Erst allmählich durchschaute ich, was der BND zuvorderst war: eine Behörde. Wir hatten anfangs eine 42-Stunden-Woche, später mussten wir nur noch 38,5 Stunden arbeiten. Es gab Stempeluhren und manche Mitarbeiter baten die Kollegen regelmäßig, für sie frühmorgens mitzustempeln, damit sie selbst später zum Dienst erscheinen konnten. Andere kamen zwar pünktlich, packten dann aber erst einmal ihr Frühstück aus. Was uns von anderen Behörden unterschied: ein Schwimmbad, Tennisplätze und eine Müllverbrennungsanlage, in der alles zuvor geschredderte Papier vernichtet wurde.
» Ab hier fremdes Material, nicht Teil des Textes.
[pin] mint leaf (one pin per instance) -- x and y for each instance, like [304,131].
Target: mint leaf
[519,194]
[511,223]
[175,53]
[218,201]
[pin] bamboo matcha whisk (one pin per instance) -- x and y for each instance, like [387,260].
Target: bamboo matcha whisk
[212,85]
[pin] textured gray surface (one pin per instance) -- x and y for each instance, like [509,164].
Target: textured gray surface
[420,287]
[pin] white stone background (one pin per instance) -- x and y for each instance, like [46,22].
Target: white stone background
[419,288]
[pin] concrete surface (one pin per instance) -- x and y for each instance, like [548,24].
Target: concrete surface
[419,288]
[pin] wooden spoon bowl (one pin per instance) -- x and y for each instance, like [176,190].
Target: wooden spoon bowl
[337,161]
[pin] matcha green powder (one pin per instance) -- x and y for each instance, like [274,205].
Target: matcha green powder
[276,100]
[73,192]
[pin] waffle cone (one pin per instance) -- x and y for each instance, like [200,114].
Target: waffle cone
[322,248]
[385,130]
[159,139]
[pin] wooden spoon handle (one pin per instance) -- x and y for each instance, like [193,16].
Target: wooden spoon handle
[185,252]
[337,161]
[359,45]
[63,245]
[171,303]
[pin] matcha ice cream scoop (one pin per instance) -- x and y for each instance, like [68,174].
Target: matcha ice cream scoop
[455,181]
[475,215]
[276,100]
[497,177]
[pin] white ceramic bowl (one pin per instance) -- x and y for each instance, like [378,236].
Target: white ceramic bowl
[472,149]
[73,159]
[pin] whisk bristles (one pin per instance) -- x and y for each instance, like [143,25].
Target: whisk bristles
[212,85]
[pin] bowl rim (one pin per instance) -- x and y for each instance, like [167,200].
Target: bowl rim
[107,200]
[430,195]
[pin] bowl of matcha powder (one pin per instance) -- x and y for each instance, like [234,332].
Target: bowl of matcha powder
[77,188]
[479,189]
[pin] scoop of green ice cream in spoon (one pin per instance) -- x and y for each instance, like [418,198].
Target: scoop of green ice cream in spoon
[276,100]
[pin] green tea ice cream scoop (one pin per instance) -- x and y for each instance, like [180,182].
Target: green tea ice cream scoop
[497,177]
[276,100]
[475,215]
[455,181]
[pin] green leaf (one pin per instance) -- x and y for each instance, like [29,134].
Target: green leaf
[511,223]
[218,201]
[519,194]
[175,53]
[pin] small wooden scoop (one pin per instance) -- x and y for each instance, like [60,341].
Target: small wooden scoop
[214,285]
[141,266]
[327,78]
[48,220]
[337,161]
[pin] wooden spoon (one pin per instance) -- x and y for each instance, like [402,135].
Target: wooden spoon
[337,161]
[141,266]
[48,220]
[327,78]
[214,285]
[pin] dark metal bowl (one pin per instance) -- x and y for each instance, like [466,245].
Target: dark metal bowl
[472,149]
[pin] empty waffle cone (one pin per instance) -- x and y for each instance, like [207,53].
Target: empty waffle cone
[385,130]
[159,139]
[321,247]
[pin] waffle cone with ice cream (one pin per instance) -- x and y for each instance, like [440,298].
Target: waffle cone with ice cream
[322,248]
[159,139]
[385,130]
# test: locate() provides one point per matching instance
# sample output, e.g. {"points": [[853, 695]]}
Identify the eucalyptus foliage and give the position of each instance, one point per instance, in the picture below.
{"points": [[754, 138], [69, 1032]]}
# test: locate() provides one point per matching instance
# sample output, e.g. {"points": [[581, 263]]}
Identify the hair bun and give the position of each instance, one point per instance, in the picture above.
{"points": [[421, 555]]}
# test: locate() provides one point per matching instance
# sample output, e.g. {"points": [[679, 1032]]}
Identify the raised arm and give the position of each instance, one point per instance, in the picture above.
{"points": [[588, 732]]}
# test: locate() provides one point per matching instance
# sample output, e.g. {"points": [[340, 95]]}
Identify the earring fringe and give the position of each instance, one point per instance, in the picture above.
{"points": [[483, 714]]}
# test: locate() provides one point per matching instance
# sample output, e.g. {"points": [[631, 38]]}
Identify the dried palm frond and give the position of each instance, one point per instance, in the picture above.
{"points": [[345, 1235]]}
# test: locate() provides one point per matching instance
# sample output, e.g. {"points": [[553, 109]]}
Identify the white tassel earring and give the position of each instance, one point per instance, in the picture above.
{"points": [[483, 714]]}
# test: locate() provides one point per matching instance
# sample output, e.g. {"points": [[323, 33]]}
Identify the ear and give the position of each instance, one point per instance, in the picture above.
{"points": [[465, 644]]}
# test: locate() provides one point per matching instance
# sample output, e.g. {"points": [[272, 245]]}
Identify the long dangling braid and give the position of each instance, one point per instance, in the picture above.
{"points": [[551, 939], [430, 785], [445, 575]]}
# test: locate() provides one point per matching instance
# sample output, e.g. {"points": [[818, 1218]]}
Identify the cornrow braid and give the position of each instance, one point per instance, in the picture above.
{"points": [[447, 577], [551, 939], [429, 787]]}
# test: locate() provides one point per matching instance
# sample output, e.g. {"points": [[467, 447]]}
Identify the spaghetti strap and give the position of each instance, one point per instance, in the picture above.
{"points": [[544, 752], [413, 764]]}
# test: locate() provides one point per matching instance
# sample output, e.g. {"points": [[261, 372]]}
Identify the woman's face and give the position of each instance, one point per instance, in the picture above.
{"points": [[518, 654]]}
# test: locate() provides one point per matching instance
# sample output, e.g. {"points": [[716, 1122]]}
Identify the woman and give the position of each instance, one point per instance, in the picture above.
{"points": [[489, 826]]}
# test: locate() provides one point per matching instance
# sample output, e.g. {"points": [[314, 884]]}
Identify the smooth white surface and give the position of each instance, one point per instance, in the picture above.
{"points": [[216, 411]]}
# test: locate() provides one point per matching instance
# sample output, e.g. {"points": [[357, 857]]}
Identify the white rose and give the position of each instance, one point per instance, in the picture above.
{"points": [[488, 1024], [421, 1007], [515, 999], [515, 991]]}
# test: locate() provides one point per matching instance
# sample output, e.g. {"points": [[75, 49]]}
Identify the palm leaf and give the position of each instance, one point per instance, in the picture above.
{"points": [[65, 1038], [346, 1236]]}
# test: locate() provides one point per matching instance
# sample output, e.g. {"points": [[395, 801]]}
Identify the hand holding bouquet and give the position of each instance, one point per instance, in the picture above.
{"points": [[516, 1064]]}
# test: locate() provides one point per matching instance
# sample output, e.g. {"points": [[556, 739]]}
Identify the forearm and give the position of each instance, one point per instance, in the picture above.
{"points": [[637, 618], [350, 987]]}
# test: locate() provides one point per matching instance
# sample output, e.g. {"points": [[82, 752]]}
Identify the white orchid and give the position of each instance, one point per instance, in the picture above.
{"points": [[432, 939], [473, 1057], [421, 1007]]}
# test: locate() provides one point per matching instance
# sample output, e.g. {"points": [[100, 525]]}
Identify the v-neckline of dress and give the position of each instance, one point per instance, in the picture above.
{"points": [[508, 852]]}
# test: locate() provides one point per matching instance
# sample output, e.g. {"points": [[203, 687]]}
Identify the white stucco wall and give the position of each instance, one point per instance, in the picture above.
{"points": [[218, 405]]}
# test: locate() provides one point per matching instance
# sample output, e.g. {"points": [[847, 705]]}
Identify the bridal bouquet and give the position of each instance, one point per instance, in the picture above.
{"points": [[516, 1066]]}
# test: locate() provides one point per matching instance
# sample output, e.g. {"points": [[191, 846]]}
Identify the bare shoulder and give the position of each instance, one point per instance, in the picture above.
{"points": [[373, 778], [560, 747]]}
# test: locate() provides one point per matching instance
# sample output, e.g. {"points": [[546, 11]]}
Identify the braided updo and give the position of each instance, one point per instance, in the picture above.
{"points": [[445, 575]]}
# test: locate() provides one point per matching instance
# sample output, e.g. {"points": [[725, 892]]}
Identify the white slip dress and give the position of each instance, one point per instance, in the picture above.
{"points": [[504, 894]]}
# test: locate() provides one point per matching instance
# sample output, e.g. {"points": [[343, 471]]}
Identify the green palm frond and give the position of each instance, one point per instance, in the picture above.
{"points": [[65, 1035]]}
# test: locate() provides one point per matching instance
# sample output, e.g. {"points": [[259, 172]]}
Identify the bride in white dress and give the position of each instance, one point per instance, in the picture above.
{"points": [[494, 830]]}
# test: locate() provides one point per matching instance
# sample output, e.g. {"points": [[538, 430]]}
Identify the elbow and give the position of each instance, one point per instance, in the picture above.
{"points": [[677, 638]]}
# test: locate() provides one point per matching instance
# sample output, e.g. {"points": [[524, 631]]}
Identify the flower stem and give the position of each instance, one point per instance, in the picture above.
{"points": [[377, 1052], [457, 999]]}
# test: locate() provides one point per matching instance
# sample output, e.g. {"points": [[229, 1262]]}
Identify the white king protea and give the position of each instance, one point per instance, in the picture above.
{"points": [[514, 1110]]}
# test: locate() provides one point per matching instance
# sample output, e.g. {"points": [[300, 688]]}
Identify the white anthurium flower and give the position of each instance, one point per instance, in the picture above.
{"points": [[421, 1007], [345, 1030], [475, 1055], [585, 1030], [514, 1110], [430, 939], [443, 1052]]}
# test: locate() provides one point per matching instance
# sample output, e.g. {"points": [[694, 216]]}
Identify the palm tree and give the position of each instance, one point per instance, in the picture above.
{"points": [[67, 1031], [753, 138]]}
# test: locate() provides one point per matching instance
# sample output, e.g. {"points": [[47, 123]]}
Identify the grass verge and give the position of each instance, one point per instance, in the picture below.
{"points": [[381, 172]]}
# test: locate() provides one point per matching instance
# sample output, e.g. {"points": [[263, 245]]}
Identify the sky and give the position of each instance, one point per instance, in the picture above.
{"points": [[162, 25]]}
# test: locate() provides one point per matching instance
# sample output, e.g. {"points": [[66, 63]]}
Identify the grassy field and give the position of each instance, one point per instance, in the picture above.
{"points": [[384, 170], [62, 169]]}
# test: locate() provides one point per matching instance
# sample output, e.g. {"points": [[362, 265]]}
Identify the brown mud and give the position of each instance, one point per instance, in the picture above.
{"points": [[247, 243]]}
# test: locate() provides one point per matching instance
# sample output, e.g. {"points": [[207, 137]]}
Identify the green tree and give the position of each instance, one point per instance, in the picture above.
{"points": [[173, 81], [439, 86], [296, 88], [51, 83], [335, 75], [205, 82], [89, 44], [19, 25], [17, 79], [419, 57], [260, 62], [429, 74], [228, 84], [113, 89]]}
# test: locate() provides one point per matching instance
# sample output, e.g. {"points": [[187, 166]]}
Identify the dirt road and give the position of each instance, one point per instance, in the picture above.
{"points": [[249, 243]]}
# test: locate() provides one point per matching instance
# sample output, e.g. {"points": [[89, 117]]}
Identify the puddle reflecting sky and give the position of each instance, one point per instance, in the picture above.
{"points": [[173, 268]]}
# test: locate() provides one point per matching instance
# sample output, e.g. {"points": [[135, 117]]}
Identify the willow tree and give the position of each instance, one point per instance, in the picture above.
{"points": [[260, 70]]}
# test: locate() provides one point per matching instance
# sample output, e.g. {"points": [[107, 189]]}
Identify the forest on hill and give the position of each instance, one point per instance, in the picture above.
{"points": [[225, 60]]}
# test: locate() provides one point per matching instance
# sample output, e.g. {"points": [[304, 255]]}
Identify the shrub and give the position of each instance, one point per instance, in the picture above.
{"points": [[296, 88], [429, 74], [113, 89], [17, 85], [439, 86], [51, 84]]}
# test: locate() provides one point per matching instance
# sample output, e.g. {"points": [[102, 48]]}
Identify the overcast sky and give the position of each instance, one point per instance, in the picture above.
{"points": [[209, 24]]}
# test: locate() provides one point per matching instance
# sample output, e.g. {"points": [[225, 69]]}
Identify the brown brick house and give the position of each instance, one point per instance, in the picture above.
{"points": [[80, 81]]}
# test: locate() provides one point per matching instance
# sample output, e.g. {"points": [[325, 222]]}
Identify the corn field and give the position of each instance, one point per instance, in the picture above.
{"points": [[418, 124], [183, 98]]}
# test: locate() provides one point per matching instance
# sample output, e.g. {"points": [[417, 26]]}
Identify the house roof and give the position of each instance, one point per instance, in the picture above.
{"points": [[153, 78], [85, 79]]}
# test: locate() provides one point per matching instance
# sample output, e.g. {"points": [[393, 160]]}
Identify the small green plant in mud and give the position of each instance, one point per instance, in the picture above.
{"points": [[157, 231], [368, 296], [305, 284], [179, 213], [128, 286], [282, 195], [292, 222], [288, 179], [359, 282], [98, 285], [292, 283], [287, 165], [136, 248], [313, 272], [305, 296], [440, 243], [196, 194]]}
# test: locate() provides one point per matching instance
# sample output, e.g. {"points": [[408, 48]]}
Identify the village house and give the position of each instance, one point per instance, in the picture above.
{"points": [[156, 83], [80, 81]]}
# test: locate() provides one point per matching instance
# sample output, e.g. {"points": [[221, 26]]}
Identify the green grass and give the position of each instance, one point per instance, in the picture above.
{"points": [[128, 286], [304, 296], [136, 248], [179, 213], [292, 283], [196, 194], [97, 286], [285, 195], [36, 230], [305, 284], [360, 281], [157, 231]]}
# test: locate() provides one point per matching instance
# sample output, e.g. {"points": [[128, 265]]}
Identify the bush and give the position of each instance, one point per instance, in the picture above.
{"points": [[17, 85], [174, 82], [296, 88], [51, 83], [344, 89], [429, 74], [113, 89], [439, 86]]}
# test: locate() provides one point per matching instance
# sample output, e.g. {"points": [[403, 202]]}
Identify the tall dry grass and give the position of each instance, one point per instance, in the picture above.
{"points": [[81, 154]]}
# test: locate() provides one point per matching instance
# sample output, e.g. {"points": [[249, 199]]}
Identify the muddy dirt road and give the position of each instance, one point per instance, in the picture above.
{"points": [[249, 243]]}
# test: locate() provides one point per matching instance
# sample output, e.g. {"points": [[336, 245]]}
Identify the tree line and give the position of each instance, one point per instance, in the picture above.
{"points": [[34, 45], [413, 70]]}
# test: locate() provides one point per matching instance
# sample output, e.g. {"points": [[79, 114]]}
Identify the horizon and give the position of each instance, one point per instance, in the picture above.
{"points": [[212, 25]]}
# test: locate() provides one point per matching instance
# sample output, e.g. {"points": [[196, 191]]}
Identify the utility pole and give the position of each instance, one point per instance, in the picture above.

Ein TÜV und eine Tankstelle, wo das Benzin bis in die achtziger Jahre ein paar Pfennige billiger war als draußen. Dafür hatte ich bis zu meinem Ausscheiden aus dem BND im Jahr 1990 nicht einmal einen Computer.
Natürlich zeichnet sich der BND vor allem durch seinen Geheimschutz aus, der zu meinen Zeiten manchmal absurde Züge annahm: Nicht nur die Mitarbeiter bekamen Decknamen, auch die Autos mussten »Deckkennzeichen« benutzen, wenn sie auf das Gelände des BND fuhren. Einige Kollegen wechselten die Schilder in einer ruhigen Seitenstraße beim Camp Pullach aus. Die Anwohner hielten sie natürlich für Autodiebe und alarmierten die Polizei.
Außerdem durften die BND-Mitarbeiter nicht verraten, für wen sie arbeiteten. Wenn uns jemand fragte, sollten wir antworten, wir seien bei der Bundesvermögensverwaltung angestellt. Dabei war es in München längst ein offenes Geheimnis, wer sich hinter dieser Behörde wirklich verbarg. Die Geheimdienste aus Großbritannien, den USA und Holland, mit denen ich regelmäßig kooperierte, haben sich ohnehin totgelacht über unsere Geheimniskrämerei.
Andererseits wusste ich natürlich nur zu gut, wie berechtigt die Sorge der Sicherheitsabteilung war, die Sowjets und die DDR könnten den BND und sein Personal ausspähen. Während meiner Arbeit als Kundschafterin für den Geheimdienst der DDR, die Hauptverwaltung Aufklärung, stellte ich immer wieder fest, dass man in der DDR mehr über das Personal und die internen Abläufe des BND wusste als die meisten BND-Mitarbeiter. Umgekehrt war der Informationsfluss eher dürftig.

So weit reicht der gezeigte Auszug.